What started as a simple database update turned into one of the biggest internet disruptions of 2025, taking down dozens of major platforms for hours. But here's what makes this story interesting: the crash wasn't caused by hackers or cyberattacks. It was triggered by something far simpler and more surprising.
In this article, we'll break down exactly what Cloudflare does, why one company's problem affected so many websites, what went wrong behind the scenes, and how engineers fixed it. We'll also explore whether these massive internet outages are becoming the new normal.
Let's get into it.
Executive Summary
On November 18, 2025, Cloudflare experienced a major outage that disrupted popular services including ChatGPT, X(Twitter), Spotify, and Claude AI for several hours. The problem started at 6:30 AM Eastern Time when a routine database permissions update accidentally caused a critical configuration file to double in size from 60 to over 200 features. This exceeded the system's hardcoded limit of 200, triggering crashes across Cloudflare's global network.
Key Impact Points:
- 20% of all internet websites were affected simultaneously
- Services crashed and recovered in five-minute cycles, initially suggesting a cyberattack
- Engineers required nearly six hours to identify and fix the root cause
- Full restoration completed by 5:06 PM UTC after manual file replacement and system-wide restart
Cloudflare's CTO Dane Knecht publicly apologized, calling the incident "unacceptable" and promising system improvements. This outage joins recent disruptions from Amazon Web Services and Microsoft Azure, highlighting how modern internet infrastructure creates single points of failure.

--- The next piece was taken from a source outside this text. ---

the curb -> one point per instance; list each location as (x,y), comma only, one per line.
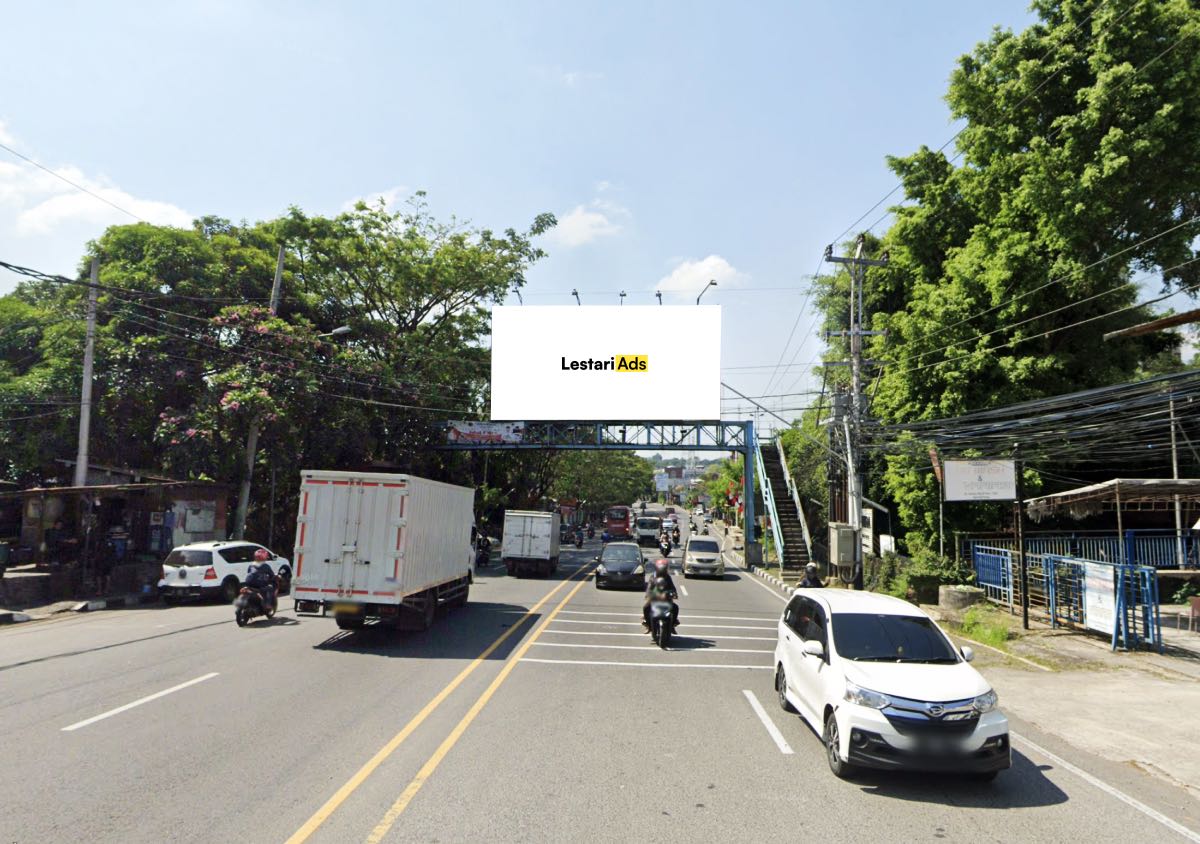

While total outage numbers remain steady, the concentration of services under few providers means each incident now affects millions of users simultaneously, making disruptions feel more frequent and severe.
What Happened During the Cloudflare Outage
Cloudflare experienced a major technical problem on November 18, 2025, that brought down dozens of popular websites and services. The disruption started around 6:30 AM Eastern Time and affected millions of users across the globe. People trying to access their usual platforms saw error messages instead of their normal screens.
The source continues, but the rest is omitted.